Bien aménager, pour plus de sécurité
À l’heure où les mobilités douces se développent, l’aménagement des zones de circulation dédiées pose la question de la qualité sécuritaire des équipements mis en place. Fidèle à ses missions d’évaluation, d’analyse et de recommandation, DEKRA a réalisé des tests dont les résultats ne surprennent pas.
Organiser un espace partagé
Les feux de signalisation, les systèmes d’éclairage, les panneaux indicatifs et, bien sûr, les poteaux de circulation… tous ces équipements jouent un rôle important dans la régulation des flux et la mise en sécurité de l’ensemble des usagers. Pour autant, ils peuvent également devenir des obstacles si un véhicule (vélo, vélo-cargo, trottinette) modifie sa trajectoire, volontairement ou non. Karine Bonnet, directrice générale de DEKRA Automotive, en explique les enjeux : “les matériels de signalisation et de guidage sont indispensables pour informer et baliser, mais, selon leur nature, ils peuvent aussi devenir des obstacles à l’origine d’accidents, ou aggraver les conséquences d’une chute.”
Au moment où pistes cyclables et voies piétonnes se multiplient et que leurs usagers co-existent, il était indispensable de mesurer les enjeux liés à la qualité des équipements installés : “Dans le cadre de l’édition de notre rapport 2024 de sécurité routière, intitulé “Espaces de circulation centrés sur les humains ”, nous avons soumis un vélo-cargo à deux crash-tests contre des poteaux de balisage, le premier étant souple et le second rigide. Les résultats sont éloquents.”
Adapter les matériels
De quoi parle-t-on exactement ? Outre le marquage au sol permettant de matérialiser les pistes cyclables ou les voies piétonnes, les poteaux ont pour premier avantage d’être identifiés quelles que soient les conditions météorologiques ou la puissance d’éclairement. En outre, ils permettent aussi d’empêcher d’autres véhicules de stationner sur la voie réservée qu’ils délimitent, ou même de l’emprunter abusivement. Les poteaux sont également utilisés pour créer un obstacle visuel aux intersections et aux carrefours. Encore faut-il s’assurer de leur innocuité au cas où un usager heurterait l’un d’entre eux.
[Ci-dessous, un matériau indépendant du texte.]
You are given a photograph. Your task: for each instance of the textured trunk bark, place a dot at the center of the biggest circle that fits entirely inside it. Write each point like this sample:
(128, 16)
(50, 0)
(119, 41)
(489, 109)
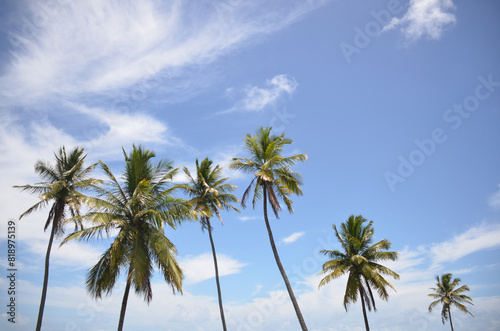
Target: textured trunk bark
(221, 308)
(364, 310)
(280, 267)
(124, 302)
(451, 323)
(45, 278)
Pour ses tests, DEKRA a eu recours à un vélo-cargo dont l’encombrement latéral suggère un risque de choc potentiellement plus fréquent. Lancé à la vitesse de 25 km/h contre un poteau rigide (premier cas), on remarque que la décélération brutale déplace le mannequin biométrique de la selle vers le guidon. Sous la force de l’impact, la borne se plie partiellement, faisant ainsi office de rampe sur laquelle le vélo-cargo glisse avant de se renverser, entrainant naturellement la chute du mannequin. Markus Egelhaaf, chercheur en accidentologie chez DEKRA, est formel : “Dans cette configuration, il apparaît que la personne conduisant le vélo-cargo peut subir des blessures graves.”
Le recours à un poteau flexible (second cas) change sensiblement la donne. Au moment de l’impact, on constate que le poteau plie, se couche sous le vélo-cargo, puis se redresse. Le véhicule n’étant pas déstabilisé, le conducteur reste en place et ne subit aucune atteinte corporelle. Les autres usagers (vélos classiques, trottinettes), pourtant moins stables, ont toutes les chances de garder leur équilibre. Ce type d’équipement possède en outre l’avantage de ne pas causer de dommage lors d’un contact avec un véhicule motorisé.
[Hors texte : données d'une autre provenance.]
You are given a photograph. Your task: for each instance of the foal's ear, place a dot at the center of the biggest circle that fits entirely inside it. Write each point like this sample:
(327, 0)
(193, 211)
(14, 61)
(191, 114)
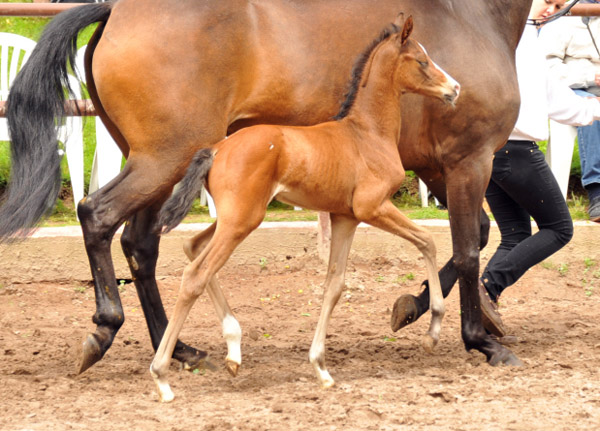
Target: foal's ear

Généraliser les implantations
On comprend qu’il est dans l’intérêt de tous les usagers que ce type d’équipement soit massivement adopté. Markus Egelhaaf ajoute : “En 2017, nous avions déjà démontré qu’en cas de chute et de collision avec les poteaux rigides marquant la trajectoire d’une courbe, les passagers d’une moto sont exposés à des risques de blessure grave.” Parallèlement, des études menées par le ministère néerlandais de l’Infrastructure et de l’Environnement montrent qu’environ la moitié des accidents de vélo sont, pour partie, causés par un ou plusieurs facteurs liés aux infrastructures. Selon une étude publiée en 2008, les poteaux et matériels du même type représentaient déjà 12 % de ces accidents.
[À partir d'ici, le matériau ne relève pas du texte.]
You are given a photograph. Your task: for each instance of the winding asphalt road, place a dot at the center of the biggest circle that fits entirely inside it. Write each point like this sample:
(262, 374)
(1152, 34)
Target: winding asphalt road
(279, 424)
À terme, le nombre de véhicules dédiés à la mobilité douce, tout comme leur vitesse moyenne, va augmenter, accroissant de façon exponentielle le risque d’accidents. On ne peut donc qu’inciter les collectivités locales à opter pour des matériels normés, à structure déformable, qui assureront leur mission première de signalisation et de matérialisation des voies réservées, tout en diminuant le risque physique des usagers en cas d’accident.